There’s another list out there on vitamineb12tekort.nl which includes

  • difficulty seeing in the dark (I used to have this BIG TIME!)
  • high sensitivity (They write “the entire nervous system is affected by a vitamin B12 deficiency: The soft fatty material (myeline) that surrounds our nerves and protects them, is damaged (demyelinisation). Compare it to stripping an electronic wire. It leads to all sorts of ‘weird’ complaints and ‘stimuli’ and pain in arms and legs etc. Also it leads to an extreme sensitivity for stimuli, sound, light, moods and ‘energies’ of other people. One becomes and is very touchy, vulnerable, jumpy. Also leads to quicker fatigue and jumpiness.” Erm… okay..)
  • anxiety (yeah, no that’s mostly C-PTSD for me I’m sure, but I do know before my sterilization it got worse before my period. However, I can’t find any correlation between menstrual cycle and B12 and one study in baboons measured no difference. But heck, who knows, if B12 supplementation helps, I’ll take it)
  • higher chance of vaginal infections and UTI’s (bingo! My medical file contains two things: CPTSD and gynecological issues)
  • poor wound healing (yes, I once had to have stitches removed a week after they were applied, but it wasn’t healed yet by a long shot)
  • mouth ulcers (I used to have those a LOT, not so much anymore I think)
  • neck pain or lower back pain (yeah, no.. that’s stress for sure)

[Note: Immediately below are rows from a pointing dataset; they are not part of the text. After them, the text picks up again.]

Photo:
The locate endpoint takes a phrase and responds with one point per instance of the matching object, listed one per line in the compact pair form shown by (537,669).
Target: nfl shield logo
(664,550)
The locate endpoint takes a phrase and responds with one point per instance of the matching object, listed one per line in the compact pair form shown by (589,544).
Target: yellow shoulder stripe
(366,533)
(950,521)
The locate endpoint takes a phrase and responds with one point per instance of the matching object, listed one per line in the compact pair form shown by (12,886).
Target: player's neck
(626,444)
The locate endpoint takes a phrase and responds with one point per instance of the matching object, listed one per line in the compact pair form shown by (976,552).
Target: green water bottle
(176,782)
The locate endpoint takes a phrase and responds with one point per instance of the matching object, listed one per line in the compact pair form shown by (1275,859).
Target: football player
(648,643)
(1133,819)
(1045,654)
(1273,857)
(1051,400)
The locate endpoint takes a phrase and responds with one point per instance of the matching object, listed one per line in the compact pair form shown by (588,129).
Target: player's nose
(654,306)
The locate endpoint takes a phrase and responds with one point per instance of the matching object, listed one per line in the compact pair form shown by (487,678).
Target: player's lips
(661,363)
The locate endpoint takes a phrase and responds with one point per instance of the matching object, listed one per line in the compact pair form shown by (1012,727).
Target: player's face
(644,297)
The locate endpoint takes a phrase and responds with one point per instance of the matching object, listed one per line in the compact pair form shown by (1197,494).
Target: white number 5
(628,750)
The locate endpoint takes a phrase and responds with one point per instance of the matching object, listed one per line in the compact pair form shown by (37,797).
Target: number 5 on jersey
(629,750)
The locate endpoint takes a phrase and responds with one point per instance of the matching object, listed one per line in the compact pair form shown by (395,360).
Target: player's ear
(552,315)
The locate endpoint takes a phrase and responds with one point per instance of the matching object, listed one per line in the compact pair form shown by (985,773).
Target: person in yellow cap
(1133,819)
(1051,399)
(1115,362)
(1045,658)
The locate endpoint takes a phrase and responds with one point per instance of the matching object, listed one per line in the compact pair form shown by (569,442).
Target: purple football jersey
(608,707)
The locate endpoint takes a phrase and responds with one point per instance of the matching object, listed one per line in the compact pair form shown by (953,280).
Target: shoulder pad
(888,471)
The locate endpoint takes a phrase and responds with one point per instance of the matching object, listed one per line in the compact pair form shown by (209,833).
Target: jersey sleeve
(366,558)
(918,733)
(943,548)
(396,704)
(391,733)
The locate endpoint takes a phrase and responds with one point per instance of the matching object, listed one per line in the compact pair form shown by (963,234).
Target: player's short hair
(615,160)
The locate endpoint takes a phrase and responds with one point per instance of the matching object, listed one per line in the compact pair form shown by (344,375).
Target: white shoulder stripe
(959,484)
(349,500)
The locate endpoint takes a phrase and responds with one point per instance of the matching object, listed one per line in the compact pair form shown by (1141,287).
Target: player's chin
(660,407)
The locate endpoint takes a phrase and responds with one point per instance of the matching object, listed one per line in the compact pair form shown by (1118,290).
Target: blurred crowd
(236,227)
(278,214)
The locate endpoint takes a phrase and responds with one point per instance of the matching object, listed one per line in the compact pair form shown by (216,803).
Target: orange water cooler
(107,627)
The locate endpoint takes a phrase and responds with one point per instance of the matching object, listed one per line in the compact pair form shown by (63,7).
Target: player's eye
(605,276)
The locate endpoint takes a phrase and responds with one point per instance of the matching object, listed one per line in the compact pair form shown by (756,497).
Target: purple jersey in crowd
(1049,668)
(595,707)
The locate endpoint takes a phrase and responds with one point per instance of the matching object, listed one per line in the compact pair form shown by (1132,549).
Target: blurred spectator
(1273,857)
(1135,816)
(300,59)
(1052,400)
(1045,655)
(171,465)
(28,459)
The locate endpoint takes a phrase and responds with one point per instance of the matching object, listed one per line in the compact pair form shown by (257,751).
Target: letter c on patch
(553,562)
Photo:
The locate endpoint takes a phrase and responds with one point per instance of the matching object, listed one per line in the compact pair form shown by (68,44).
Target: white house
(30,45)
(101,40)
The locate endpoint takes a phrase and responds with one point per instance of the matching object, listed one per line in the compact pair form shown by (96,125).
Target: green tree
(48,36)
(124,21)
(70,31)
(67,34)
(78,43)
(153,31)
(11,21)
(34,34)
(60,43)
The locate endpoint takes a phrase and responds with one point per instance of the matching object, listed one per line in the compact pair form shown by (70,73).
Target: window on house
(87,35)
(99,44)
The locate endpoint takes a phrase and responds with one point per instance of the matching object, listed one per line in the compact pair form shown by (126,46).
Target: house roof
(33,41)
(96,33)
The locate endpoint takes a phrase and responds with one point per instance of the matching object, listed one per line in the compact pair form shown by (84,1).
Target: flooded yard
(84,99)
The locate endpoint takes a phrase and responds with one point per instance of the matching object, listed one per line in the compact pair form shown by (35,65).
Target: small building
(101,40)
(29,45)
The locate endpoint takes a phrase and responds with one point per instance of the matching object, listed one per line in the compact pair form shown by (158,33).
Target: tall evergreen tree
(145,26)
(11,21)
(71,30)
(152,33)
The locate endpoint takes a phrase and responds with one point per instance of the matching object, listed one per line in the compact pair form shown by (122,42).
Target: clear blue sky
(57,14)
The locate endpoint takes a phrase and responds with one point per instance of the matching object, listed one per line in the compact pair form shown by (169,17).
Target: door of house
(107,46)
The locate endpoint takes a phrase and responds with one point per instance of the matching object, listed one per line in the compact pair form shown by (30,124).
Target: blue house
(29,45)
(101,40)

Interesting question: was this more prominent when I was on birth control or not? Can’t go back, but there is some research done on whether birth control can mess with B12 and some of the research says yes. Awesome, isn’t it?

So, that’s an experiment I’m going to do. Interestingly, Essentials of Rubin’s Pathology has the following to say

Specific or isolated malabsorption refers to an identifiable molecular defect that causes malabsorption of a single nutrient. Examples of this group are the disaccharidase deficiencies (notably lactase deficiency) and deficiency of gastric intrinsic factor, which causes malabsorption of vitamin B12 and consequently pernicious anemia.

Rubin, E., & Reisner, H. M. (2014). Essentials of Rubins pathology. Philadelphia: Wolters Kluwer Health/Lippincott Williams & Wilkins.

Interesting stuff…

This also makes me hopeful: There are undoubtedly many more things to do to support my body in recovery. I’m doing cold showers and some yoga which seems to be helping. I’m reaching out for other therapies I can follow and Joep found out that our physiotherapist offers boxing for PTSD. I’m going to give them a call on Monday. And who knows.. maybe, looking at the list of symptoms, maybe supplementing B12 could turn out to be a bit of an additional boost for my physical and mental health.